忘れることが「古典化」に不可欠という考え方が強く印象に残った。「忘れたくない」ので(笑)メモしておく。

「"時の試練"とは、時間のもつ風化作用をくぐってくるということである。風化作用は言いかえると、忘却にほかならない。古典は読者の忘却の層をくぐり抜けたときに生まれる。作者自らが古典を創り出すことはできない。 (中略) きわめて少数のものだけが、試練に耐えて、古典として再生する。持続的な価値をもつには、この忘却のふるいはどうしても避けて通ることのできない関所である」。

人の思考を「古典化」するためは、こんな自然の忘却のふるいを待っているわけにはいかない。人為的に忘れろ、どんどん忘れて思考を古典化せよ、と外山さんは説くのである。

「忘却は古典化への一里塚」「生木のアイディアから水分を抜く」など、思わず座右の銘にしたくなる言葉が満載。
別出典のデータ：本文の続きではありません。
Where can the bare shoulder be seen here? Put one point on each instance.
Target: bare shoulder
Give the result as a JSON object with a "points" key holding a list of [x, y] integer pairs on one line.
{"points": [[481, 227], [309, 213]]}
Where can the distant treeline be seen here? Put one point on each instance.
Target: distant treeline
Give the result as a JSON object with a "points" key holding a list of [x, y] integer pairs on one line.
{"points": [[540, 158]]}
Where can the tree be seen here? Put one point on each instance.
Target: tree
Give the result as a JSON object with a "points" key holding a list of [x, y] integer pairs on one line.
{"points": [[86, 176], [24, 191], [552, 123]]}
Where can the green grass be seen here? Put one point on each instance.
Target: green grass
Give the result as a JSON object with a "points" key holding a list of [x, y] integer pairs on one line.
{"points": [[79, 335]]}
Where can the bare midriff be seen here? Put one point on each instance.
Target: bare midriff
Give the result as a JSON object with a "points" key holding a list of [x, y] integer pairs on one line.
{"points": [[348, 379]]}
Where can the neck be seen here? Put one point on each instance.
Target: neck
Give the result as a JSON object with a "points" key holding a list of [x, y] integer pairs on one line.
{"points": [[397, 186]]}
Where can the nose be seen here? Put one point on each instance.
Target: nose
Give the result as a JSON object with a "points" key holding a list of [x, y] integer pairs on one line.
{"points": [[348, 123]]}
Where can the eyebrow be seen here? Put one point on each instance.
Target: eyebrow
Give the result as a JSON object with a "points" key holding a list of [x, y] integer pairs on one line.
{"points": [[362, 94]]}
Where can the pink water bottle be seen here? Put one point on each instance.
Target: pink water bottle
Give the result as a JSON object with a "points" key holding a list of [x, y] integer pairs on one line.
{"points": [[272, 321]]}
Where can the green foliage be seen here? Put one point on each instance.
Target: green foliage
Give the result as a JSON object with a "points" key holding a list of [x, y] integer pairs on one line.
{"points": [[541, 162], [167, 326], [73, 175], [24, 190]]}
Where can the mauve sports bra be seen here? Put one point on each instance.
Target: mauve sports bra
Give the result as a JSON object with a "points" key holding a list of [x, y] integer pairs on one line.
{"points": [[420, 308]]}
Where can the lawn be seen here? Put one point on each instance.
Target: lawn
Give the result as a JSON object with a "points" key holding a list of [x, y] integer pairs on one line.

ほかにも名言あり。

☆「ひとつだけでは多すぎる」―複数のテーマを同時に進めたほうが、煮詰まることもなく、頭も伸び伸びと働き、思わぬセレンディピティを得られるなどの利点があることは、経験からもよくわかる。

☆「没個性的なのがよい」―素材たちに化学反応を起こさせて独創的なアイディアを得るためには、考える本人の自我や個性などが強く出ないほうがいい。今後、心がけたい最大の課題。

☆「ほめられた人の思考は活発になる」―中傷は心を「殺す」ことに等しい、とは経験からの実感。「どんなものでもその気になって探せば、かならずいいところがある。それを称揚する」というすすめに共感。

☆「思考を生み出すにも、インブリーディングは好ましくない」―インブリーディングとは近親結婚のようなもの。異質な要素がかけあわされてこそ新しい風が入る。

☆「発明するためには、ほかのことを考えなければ、ならない」―なにかほかに拘束されることがあって、心が遊んでいるような状態のときに、よい発想が浮かぶ。

☆「人間には拡散と収斂というふたつの相反する能力が備わっている」―読んだものを自由に解釈して、尾ヒレまでつけていくのが拡散。筆者の意図を絶対として「正解」に向かおうとするのが収斂。「読みにおいて拡散作用は表現の生命を不朽にする絶対条件であることも忘れてはならない。古典は拡散的読みによって形成される」。

一方、「拡散のみあって収斂することを知らないようなことばがあれば、それは消滅する」。

背骨に太い支柱を添えてくれるような1冊。迷ったら、また読み返したい。